Absolument. Une grande partie de notre activité repose sur des relations de confiance construites au fil des années avec les promoteurs immobiliers. Bien sûr, de nouveaux partenaires nous sollicitent régulièrement et souhaitent d’abord évaluer notre savoir-faire. C’est une démarche tout à fait normale. Mais nous constatons que la qualité de nos prestations, notre réactivité et notre stabilité rassurent nos clients.
Dans notre métier, la confiance joue un rôle essentiel. Les promoteurs apprécient de travailler avec des équipes qu’ils connaissent, qui maîtrisent leurs attentes et avec lesquelles les échanges sont simples et efficaces. Cette fidélité mutuelle constitue l’un des piliers de notre développement.
Quel conseil donneriez-vous à une personne souhaitant entreprendre dans le BTP ?
L’entrepreneuriat est une aventure passionnante, mais également exigeante. Créer ou reprendre une entreprise implique aujourd’hui de relever de nombreux défis : gestion administrative, obligations réglementaires, charges financières, recrutement ou encore pilotage économique. Il est indispensable d’avoir une vision claire de ces responsabilités avant de se lancer.
Le secteur du BTP offre de belles opportunités, mais il nécessite une grande capacité d’adaptation, de la persévérance et une solide préparation.
Et pour devenir directeur d’exploitation ?
Le poste de directeur d’exploitation est avant tout un métier de management et de responsabilité humaine. Les compétences techniques sont essentielles, mais elles ne suffisent pas. Il faut savoir fédérer les équipes, instaurer un climat de confiance, accompagner les collaborateurs dans leur évolution et maintenir une communication permanente avec l’ensemble des acteurs de l’entreprise.
À mes yeux, la réussite dans cette fonction repose avant tout sur les qualités humaines. Être à l’écoute, comprendre les difficultés rencontrées sur le terrain, accompagner le changement et valoriser les compétences de chacun sont des éléments fondamentaux. Le management fondé uniquement sur l’autorité n’est plus adapté aux attentes des collaborateurs. Construire une équipe performante passe avant tout par le respect, la confiance et l’engagement collectif.
Notre réussite est avant tout celle de nos équipes.
Un mot pour les équipes
Quel message souhaiteriez-vous adresser à vos collaborateurs ?
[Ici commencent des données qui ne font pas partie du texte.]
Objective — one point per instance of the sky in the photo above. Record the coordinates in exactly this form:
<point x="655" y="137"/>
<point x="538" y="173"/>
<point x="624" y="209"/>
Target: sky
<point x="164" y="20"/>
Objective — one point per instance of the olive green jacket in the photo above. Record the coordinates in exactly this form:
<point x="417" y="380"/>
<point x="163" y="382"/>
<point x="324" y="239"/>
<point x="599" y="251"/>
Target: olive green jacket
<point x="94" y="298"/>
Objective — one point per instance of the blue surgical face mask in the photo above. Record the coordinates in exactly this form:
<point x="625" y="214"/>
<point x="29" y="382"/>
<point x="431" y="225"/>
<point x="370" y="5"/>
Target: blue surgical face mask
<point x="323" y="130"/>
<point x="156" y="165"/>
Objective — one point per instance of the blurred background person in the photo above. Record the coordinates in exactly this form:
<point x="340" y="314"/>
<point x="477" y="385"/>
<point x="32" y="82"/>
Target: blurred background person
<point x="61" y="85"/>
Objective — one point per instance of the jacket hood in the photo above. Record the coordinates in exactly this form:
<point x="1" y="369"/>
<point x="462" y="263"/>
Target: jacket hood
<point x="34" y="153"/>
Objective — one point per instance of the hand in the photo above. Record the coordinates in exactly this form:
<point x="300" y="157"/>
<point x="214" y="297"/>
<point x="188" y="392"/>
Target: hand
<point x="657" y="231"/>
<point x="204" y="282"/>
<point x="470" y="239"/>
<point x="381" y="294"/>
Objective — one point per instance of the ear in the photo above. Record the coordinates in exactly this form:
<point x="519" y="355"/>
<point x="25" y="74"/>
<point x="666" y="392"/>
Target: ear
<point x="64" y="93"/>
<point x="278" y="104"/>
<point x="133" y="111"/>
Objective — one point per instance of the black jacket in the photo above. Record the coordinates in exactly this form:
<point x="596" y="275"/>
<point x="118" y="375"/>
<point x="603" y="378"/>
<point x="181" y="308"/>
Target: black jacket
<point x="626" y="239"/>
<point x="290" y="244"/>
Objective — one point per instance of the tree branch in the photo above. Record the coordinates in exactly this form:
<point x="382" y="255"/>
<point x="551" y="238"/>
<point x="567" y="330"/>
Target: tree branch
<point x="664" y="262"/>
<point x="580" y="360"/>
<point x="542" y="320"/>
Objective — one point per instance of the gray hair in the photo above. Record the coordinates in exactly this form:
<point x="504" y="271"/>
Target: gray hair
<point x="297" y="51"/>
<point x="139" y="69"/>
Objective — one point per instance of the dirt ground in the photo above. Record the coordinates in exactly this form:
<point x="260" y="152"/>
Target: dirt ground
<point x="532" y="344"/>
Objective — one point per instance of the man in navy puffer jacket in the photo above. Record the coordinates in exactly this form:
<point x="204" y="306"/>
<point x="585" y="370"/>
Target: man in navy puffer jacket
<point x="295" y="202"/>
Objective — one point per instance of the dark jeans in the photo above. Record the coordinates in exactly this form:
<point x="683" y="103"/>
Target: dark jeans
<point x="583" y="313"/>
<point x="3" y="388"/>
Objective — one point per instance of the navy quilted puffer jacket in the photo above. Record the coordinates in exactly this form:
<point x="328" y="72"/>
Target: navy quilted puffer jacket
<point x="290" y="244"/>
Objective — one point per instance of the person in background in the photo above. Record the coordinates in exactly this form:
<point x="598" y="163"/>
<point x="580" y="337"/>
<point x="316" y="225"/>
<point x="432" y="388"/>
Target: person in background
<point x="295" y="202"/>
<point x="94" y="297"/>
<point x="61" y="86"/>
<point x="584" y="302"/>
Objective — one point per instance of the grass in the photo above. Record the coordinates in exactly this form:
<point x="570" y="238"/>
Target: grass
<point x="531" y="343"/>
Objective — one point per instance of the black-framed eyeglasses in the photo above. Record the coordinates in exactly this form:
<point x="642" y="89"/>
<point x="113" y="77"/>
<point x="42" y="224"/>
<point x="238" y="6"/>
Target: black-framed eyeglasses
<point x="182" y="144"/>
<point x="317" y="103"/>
Je tiens avant tout à remercier l’ensemble de nos équipes. La réussite de JFE Concept est le fruit d’un travail collectif. Aucun dirigeant, aucun responsable d’exploitation ne peut réussir seul. Derrière chaque projet livré, chaque chantier réalisé et chaque objectif atteint, il y a l’engagement quotidien des femmes et des hommes qui composent l’entreprise. Notre force réside dans cette complémentarité et dans la qualité des relations humaines que nous entretenons au quotidien. J’ai la chance de pouvoir m’appuyer sur des collaborateurs compétents, investis et profondément attachés à leur métier. Je suis convaincu qu’une entreprise performante est aussi une entreprise dans laquelle les salariés prennent plaisir à travailler. L’ambiance, la confiance et le respect mutuel sont des leviers aussi importants que la performance économique.
Je leur suis sincèrement reconnaissant pour leur professionnalisme, leur implication et leur énergie. Si nous avons pu construire cette réussite collective, c’est avant tout grâce à eux.